Compiler framework, insight?

Hello,

New here, so if I missed the point of this place, apologies. I'm a hobbyist that's interested in languages in general. I've been researching the concepts behind parsers and compilers for a few years and I'm even working on a few projects associated to such research: one related to Parser generation, very incomplete, LL(*) attempt will likely use pre-calculated look-ahead table, I think it'd be similar to PEG logic, but I'd have to actually thoroughly research that to answer it, and another project related to a generalized high-level abstract syntax tree which provides an abstract typing model with a Common Language Infrastructure (.NET) implementation and an intermediate code implementation.

The focus of this topic is the latter project, the compiler framework. The end goal of this project is to provide a near C#-level representation of a code document object model (not to be confused with Microsoft's sad CodeDOM framework) for static languages (aptly named, the Static Language Framework, SLF for short.)

*end introduction*

I've been searching for a while for a place that can give me some realistic feedback about a project I've been working on called Abstraction: a Static Language Framework, I hope to enable everything you'd find in a high-level static language like C#, classes, structs, et al, lambdas, LINQ, Extension methods, iterators, and so on. Into this, I want to add a few features to the CLI's definition of Generic type parameters: duck typing.

As of now, I've mostly constructed the high-level intermediate code representation, a unified typing model, a majority of the expression/statement representations, right now I'm laying the ground work for the linker, which will be irksome because the available namespaces in scope can change method to method, by design, to accommodate for a situation that's likely been encountered by a few C# users: extension method overlap. Below is a list of what I hope to be able to pull off with this project, mind you it's focused on a Document Object Model to describe code and then compile it, so there's no language-specific logic tying it to VB or C# exclusively (a reason for that below.)
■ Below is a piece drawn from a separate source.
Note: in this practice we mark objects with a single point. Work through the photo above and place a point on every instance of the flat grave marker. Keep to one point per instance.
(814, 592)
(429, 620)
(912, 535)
  1. Multiple File Assemblies
  2. Duck Typing (Through type-parameters)
    1. Parametered Constructor Constraints
    2. Property Constraints
    3. Method Constraints
    4. Indexer Constraints
    5. Event Constraints
    • This functionality will work by creating a public, but non editor browsable interface on which 'bridges' can be constructed. Call sites which use the duck-typed generics will generate a bridge for the types accordingly. Prior to use of the generic the compiler will check the bridge, for a given closure of the generic-parameters in use, and inject the compiler-generated implementation of the interface, which will be a basic member-mapping.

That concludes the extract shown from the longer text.